Available Indexes

HathiTrust Quality Assurance and Standards Working Group

Completed in July 2019

HathiTrust is committed to providing a high quality digitized corpus for all its stakeholders. With a focus on quality assurance and advancement as an affirmed priority by the membership,  the Program Steering Committee (PSC) established the HathiTrust Quality Assurance and Standards Working Group. This group built on the initial work of the ad hoc Quality Working Group, convened in August 2015, which offered recommendations on development of a quality metadata schema, called for the provision of quality indicators (or “signals”) visible to end users, and developed and shared documentation for Google partners to use in replacement and insertion of pages in Google-scanned volumes. The Quality Assurance and Standards Working Group reported to the PSC, with liaisons to the Collections Committee and the Metadata Policy, Strategy, Use and Sharing Advisory Group (MUSAG). 

Accomplishments 

The group demonstrated deep technical knowledge about the digital content found in the HathiTrust repository, including active and intimate knowledge of Google systems and practices.  The group leveraged complementary knowledge, including metadata expertise, end user support, systems development, digitization data models, etc. Key accomplishments:

  • Development and distribution of a metadata schema or data dictionary that could be used to capture the various quality metadata signals that exist across the HathiTrust metadata ecosystem.   

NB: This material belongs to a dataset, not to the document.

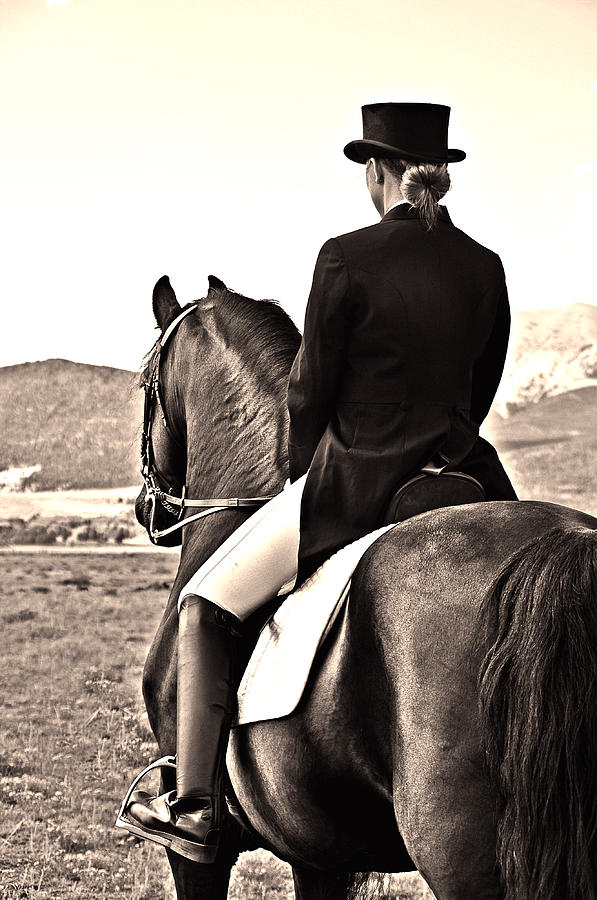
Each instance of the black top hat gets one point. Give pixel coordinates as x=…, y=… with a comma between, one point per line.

  • Investigation of the relative (subjective) quality of Google materials that had historically been excluded (gated) from the HathiTrust repository. The group delivered a report presenting its findings to PSC along with the recommendation that any remaining object gating be suspended. HathiTrust staff  implemented QASWG’s recommendation allowed the excluded content into the repository.

Charge (2016)

The HathiTrust Quality Assurance and Standards Working Group is charged to recommend strategies, processes and techniques detailing how members, end users, and/or HathiTrust Operations can contribute to the quality of the corpus through making scalable improvements of digital surrogate fidelity at the item/object level.  This includes, but is not limited to recommending on development of a quality certification program, identifying and reporting errors and omissions, making corrections, and running pilot tests to monitor the quality of ingested content.  Out of scope are collection development-related quality improvements (e.g., collection completeness, underrepresented collection areas, etc.).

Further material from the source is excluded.